Smith and his wife, Shalonda, started a business in Florida called Kingdom Impact Sports. It was a training facility for local kids to come and train while also allowing Smith to create relationships and become a positive impact in their life. When he was speaking at an event last March in Ocala, Florida, an Ole Miss alum was in attendance and wanted to find a way to get Smith to Oxford and become a part of the FCA program on campus. A close friend and former chaplain at FSU had spoken at a previous FCA Breakfast event at Ole Miss. The connection fueled an eventual phone call from football head coach Hugh Freeze.
Smith was still hesitant to relocate his family and life after starting what had become a successful young business. While at a hotel in Jackson around the now infamous 2016 NFL Draft, Smith was starting to get phone calls and texts from friends once the news about former Ole Miss and current Dolphins’ offensive lineman Laremy Tunsil came out on draft night.

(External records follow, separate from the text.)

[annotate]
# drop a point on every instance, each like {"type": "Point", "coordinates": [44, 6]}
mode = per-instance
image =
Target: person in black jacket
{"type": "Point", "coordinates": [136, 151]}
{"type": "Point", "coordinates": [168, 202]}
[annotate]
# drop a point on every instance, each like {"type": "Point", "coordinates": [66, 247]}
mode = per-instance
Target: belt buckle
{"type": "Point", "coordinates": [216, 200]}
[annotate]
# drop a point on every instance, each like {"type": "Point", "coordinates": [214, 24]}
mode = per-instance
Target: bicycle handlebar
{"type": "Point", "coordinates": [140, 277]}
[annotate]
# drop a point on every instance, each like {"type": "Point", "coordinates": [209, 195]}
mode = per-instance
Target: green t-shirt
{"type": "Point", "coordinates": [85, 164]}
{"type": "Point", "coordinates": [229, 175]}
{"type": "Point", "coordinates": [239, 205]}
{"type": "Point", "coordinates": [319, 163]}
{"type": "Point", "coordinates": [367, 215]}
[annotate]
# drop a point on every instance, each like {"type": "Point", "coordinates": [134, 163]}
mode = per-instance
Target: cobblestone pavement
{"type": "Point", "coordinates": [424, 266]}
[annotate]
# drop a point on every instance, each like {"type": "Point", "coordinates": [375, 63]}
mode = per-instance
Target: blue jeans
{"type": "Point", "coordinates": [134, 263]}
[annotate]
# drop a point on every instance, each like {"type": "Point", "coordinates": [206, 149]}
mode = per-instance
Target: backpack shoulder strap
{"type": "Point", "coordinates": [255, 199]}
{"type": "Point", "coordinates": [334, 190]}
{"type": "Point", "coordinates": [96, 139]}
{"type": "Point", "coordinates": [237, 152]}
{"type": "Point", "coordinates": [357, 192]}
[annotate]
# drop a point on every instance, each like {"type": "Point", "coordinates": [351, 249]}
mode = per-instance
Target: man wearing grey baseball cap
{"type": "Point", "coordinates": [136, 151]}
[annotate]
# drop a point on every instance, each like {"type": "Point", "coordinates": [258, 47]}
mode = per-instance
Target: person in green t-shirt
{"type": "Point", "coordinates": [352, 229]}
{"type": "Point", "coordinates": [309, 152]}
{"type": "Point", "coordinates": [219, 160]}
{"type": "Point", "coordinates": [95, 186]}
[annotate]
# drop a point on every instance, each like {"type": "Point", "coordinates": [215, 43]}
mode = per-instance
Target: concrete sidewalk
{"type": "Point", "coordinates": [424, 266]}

“I’ll never forget waking up that morning,” Smith says. “I see Ole Miss all on the news and I’m like, ‘What’s going on?’ I turn my phone on and I got texts from the previous night from friends, ‘Man, what are you getting yourself into?’ I didn’t know what they were talking about and then I saw the draft stuff. That was like confirmation for me and my wife that God has work for me to do there.”
Smith took the job immediately thereafter and has worked with Ole Miss athletics ever since. A man who once had it all and lost it saw another young player who was potentially about to lose it all himself and a program that was in need of his help. Luckily for the Rebel athletic department, Smith has plenty of life experience to rely on.